Il capitano Lorenzo Insigne ha parlato a nome della squadra, ma mantenendo un contegno: «Dì a tuo padre che noi in ritiro non ci torniamo». E poi i senatori del gruppo – da Mertens a Callejon – non hanno esitato a spingere gli altri compagni a una scelta di rottura. Il più duro di tutti è stato Allan che ha avuto momenti di nervosismo urlando in faccia al vicepresidente frasi anche volgari e irriguardose («i tuoi soldi mettiteli…»).
Si è temuto un contatto fisico e c’è voluta tutta la pazienza di Ancelotti (che per questo motivo ha disertato la conferenza stampa) e del d.s. Cristiano Giuntoli per riportare la calma.

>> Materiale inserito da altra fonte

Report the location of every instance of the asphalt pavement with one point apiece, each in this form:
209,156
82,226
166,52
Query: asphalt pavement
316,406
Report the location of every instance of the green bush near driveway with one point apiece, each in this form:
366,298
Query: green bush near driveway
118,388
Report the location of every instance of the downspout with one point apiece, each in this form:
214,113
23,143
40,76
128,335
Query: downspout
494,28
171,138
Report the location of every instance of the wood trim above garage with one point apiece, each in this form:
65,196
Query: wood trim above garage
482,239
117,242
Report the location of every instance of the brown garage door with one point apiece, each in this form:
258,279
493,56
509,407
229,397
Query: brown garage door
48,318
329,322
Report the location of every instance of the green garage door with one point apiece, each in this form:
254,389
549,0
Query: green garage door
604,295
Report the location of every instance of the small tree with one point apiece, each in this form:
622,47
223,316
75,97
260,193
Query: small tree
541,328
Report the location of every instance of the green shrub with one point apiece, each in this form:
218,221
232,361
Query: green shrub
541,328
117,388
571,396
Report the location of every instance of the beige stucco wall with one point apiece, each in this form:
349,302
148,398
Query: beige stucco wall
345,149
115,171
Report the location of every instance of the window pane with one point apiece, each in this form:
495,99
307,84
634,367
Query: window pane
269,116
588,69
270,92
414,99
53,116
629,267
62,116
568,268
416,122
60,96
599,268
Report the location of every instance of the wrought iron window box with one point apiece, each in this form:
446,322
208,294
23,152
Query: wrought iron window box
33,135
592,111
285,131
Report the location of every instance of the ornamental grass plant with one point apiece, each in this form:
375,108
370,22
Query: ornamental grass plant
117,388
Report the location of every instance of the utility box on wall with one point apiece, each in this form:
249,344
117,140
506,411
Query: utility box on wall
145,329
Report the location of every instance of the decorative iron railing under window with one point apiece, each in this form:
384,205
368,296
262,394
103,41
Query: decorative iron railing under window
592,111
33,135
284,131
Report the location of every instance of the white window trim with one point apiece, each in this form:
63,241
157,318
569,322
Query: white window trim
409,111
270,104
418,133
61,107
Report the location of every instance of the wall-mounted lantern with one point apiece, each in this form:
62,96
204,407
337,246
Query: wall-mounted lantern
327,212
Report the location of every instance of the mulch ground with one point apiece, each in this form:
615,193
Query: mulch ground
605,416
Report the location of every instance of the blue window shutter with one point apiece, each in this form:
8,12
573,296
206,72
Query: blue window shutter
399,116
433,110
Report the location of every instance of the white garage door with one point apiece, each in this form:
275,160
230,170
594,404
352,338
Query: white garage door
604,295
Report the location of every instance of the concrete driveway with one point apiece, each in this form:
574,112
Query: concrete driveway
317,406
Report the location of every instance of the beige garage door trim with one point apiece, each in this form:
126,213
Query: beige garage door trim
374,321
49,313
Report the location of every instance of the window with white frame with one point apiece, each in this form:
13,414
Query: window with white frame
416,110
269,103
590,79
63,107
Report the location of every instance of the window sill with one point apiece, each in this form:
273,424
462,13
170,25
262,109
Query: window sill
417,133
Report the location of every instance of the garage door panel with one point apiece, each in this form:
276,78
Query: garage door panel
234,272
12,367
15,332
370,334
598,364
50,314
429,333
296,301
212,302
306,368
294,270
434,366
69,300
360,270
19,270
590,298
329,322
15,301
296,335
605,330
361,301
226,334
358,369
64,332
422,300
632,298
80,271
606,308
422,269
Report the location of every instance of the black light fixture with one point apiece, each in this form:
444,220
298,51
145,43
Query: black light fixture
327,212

Fuoco che covava Per capire come si sia arrivato a tanto bisogna riavvolgere il nastro. Il presidente De Laurentiis è sempre stato uno diretto, anche troppo, ma quando vieni additato ai tifosi ecco che scatta qualcosa nell’orgoglio della persona.
Prendete Callejon e Mertens, due che avranno pur sbagliato qualche prestazione, ma da anni garantiscono un elevato rendimento – sentirsi apostrofati come mercenari («andate pure in Cina a fare una vita di merda») non fa bene. O lo stesso Insigne spesso bacchettato negli atteggiamenti, lui che da napoletano soffre quando le cose vanno male. O ancora lo stesso Allan che, a proposito della trattativa col PSG dello scorso gennaio, è convinto che non tutta la verità gli sia stata detta.